Polymer Partitioning Approach for Petroleum Hydrocarbon Reduction in a Clay Soil

Abstract

Soil contamination by crude oil is a major environmental and health hazard. Extraction of the total petroleum hydrocarbons (TPH) sorbed to the clay soil (kaolin) was carried out using synthetic sorbent (Desmopan®) and 2-propanol as a mobilizing agent. The crude oil-loaded polymer beads were bioregenerated in a solid–liquid two-phase partitioning bioreactor (TPPB). A central composite design under response surface methodology was employed for the experimental design and analysis of the results.
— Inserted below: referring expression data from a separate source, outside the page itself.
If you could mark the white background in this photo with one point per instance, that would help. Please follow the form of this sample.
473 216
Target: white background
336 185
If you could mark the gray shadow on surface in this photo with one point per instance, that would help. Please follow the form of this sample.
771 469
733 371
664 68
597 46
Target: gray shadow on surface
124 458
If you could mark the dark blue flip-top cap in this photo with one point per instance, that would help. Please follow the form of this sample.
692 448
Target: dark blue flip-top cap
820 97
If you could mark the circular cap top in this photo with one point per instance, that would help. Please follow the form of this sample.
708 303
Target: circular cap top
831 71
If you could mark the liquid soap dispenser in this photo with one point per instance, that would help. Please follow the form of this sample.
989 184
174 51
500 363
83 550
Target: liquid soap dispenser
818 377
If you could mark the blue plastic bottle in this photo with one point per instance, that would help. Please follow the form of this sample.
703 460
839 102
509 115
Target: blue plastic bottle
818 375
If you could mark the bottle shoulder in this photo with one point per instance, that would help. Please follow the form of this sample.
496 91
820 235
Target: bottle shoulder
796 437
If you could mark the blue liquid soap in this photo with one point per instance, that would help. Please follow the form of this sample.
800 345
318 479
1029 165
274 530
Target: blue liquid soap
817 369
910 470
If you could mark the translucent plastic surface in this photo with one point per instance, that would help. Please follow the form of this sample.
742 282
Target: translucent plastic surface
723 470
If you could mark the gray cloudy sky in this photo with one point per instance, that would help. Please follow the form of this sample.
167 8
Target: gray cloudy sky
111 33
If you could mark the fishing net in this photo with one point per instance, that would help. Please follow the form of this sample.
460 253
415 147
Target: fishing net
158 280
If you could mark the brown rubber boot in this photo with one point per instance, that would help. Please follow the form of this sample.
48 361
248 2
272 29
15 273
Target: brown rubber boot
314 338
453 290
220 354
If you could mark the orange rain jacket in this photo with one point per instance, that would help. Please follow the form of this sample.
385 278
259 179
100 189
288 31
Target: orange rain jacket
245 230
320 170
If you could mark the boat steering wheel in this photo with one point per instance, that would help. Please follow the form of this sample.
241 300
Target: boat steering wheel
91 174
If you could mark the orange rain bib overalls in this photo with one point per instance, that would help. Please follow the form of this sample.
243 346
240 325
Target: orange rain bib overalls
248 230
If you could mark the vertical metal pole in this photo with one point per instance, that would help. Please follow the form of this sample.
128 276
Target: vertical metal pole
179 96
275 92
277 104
The independent variables were extraction phase to soil ratio, mobilizing agent to soil ratio, and initial concentration of crude oil in polluted soil. The influences of three independent variables on the TPH reduction efficiency were determined using a statistically significant quadratic model (R 2 = 0.9673). Remediation was more efficient when the mobilizing agent to the soil ratio was equal to 3.00 ml g−1, compared to the higher (4.00 ml g−1) and lower (2.00 ml g−1) levels. The results exhibited that the interaction between the extraction phase ratio and the initial concentration of crude oil in kaolin had significantly influenced the TPH removal. The bioregeneration studies showed a significant reduction (72.07 ± 0.63 %) of low-molecular-weight (two- to three-ring) polycyclic aromatic hydrocarbons and n-alkanes (97.75 ± 0.26 %) present in the crude oil-loaded solid polymers within a 10-day experiment. These findings show that solid polymer extraction followed by bioregeneration of sorbents in a TPPB is applicable to treat crude oil-contaminated kaolin.